The Journal has reported links between Ye and China’s military and how he associated with a Who’s Who of famous names around the world, including retired politicians and their relatives. From Prague to Moscow and Bucharest, CEFC committed billions of dollars to energy and financial investments that appeared to reflect Beijing’s official priorities for expanding its global influence, and by 2017 the company had set its sights on U.S. opportunities.
“It seems that Ye was offering powerful people around the world financial incentives—bribes, essentially—to cooperate with CEFC,” according to Jeremy Garlick, an associate professor at Prague University of Economics and Business who has studied the company.
CEFC and Hunter Biden established various U.S. joint ventures, including some named Hudson West, according to business records and former executives. Text messages from his laptop and people familiar with the situation indicate Hunter did personal favors for Ye, who quickly spent over $80 million on New York residences, and for CEFC as it prowled for energy and financial companies to buy in Romania and elsewhere. At one point, Ye gave the younger Biden a large diamond.
Within 18 months, CEFC-linked entities had paid around $5 million to Hunter Biden, according to banking records produced by congressional Republicans.
Then Ye mysteriously disappeared and CEFC collapsed. China’s government has refused to characterize the unraveling of what it once celebrated as the nation’s biggest private energy business.

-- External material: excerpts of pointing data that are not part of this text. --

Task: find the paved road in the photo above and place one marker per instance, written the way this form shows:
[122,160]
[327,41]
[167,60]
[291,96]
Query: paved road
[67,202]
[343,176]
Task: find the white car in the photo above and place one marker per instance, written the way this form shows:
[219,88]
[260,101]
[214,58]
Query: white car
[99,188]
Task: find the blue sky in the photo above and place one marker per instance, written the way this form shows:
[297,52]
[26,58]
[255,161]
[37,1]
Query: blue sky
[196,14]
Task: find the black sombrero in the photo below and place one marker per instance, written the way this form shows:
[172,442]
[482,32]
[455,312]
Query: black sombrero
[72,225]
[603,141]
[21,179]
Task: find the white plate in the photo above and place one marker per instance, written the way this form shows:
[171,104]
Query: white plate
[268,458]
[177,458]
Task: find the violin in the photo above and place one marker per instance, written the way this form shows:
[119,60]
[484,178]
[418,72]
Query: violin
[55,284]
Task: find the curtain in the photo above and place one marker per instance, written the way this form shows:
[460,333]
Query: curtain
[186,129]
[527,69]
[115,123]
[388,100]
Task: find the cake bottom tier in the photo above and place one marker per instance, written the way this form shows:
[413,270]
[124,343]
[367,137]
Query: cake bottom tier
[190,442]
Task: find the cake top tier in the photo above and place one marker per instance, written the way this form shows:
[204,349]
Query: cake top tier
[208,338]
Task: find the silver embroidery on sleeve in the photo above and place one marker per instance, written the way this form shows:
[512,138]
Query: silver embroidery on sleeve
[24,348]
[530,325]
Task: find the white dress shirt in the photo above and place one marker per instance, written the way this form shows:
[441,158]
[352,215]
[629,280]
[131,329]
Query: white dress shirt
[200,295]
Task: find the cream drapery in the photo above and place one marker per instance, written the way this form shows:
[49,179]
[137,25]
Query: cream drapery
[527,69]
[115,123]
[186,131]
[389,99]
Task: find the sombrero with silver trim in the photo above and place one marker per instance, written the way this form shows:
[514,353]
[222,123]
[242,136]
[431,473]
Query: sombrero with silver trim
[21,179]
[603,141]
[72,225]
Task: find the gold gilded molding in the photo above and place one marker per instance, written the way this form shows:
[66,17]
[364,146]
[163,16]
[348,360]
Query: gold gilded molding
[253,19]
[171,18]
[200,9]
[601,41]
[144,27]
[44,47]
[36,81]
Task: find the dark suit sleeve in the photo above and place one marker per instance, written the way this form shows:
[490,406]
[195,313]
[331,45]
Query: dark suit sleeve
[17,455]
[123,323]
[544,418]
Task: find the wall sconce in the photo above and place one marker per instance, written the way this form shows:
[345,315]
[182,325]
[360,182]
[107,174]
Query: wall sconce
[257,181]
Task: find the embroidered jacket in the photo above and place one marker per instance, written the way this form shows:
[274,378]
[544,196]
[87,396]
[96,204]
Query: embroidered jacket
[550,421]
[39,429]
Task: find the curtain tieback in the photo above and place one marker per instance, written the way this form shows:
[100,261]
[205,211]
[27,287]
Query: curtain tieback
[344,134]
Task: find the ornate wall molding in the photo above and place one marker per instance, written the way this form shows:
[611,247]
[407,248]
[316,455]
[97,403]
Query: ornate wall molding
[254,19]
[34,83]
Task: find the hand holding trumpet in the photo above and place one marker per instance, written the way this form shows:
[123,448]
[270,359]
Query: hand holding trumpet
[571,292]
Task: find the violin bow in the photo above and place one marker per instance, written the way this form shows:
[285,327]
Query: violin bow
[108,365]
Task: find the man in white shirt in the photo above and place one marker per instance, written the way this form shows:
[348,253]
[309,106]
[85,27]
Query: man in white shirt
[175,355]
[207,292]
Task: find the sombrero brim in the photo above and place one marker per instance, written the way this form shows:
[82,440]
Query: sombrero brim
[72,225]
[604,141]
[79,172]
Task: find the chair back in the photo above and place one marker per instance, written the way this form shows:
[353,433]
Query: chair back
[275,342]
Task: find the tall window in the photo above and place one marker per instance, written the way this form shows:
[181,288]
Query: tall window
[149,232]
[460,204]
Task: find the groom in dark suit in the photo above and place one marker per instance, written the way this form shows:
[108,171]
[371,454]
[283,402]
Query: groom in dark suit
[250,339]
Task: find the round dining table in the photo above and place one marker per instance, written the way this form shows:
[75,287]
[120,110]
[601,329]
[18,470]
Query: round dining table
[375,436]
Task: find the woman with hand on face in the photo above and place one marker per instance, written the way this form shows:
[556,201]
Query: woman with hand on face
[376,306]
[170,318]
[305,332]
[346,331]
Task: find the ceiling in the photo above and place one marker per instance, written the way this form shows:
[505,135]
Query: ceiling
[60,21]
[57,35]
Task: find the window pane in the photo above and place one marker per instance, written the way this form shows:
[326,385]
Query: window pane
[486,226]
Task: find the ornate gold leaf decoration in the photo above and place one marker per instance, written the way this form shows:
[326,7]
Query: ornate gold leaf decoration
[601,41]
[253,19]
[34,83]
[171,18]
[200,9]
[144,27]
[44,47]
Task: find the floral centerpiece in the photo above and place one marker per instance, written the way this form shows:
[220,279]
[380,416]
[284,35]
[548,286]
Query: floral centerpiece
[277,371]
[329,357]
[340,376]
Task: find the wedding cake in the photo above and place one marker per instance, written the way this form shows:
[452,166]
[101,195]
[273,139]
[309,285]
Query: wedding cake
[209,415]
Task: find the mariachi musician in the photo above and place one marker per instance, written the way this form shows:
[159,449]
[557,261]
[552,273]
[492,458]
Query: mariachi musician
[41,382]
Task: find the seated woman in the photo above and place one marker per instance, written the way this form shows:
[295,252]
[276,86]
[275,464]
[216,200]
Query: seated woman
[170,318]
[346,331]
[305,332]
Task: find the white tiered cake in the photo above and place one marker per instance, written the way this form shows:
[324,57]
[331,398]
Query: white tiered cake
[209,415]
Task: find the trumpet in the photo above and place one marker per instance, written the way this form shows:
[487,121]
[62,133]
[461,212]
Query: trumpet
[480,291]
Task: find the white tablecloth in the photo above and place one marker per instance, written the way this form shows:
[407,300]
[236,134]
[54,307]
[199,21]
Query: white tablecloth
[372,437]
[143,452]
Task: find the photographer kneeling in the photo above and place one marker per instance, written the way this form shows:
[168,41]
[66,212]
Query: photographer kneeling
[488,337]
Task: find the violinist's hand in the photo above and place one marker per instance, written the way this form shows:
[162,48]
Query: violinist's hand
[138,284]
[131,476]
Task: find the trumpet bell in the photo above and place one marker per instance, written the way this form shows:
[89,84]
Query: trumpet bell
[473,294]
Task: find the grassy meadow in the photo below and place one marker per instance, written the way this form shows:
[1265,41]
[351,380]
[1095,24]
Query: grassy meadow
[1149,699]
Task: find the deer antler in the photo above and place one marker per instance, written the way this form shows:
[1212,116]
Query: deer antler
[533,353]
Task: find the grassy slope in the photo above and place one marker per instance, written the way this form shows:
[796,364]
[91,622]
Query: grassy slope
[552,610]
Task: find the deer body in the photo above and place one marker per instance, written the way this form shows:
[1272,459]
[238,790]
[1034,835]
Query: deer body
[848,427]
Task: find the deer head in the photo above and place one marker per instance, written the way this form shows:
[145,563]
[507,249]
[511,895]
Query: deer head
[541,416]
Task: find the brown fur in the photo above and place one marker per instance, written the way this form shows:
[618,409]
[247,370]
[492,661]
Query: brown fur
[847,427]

The company never discussed its links to Hunter Biden. His legal team’s spokesman said of his involvement with CEFC: “Hunter Biden was a private citizen with every right to pursue his own business endeavors.”
CEFC’s demise followed a Justice Department prosecution of a top CEFC representative for bribery in New York, in which the representative was later convicted. Hunter Biden’s now-defunct agreement with the government says that in March 2018, his law firm received $1 million for legal fees to assist the CEFC representative. The government said that would have been enough to settle his tax arrears.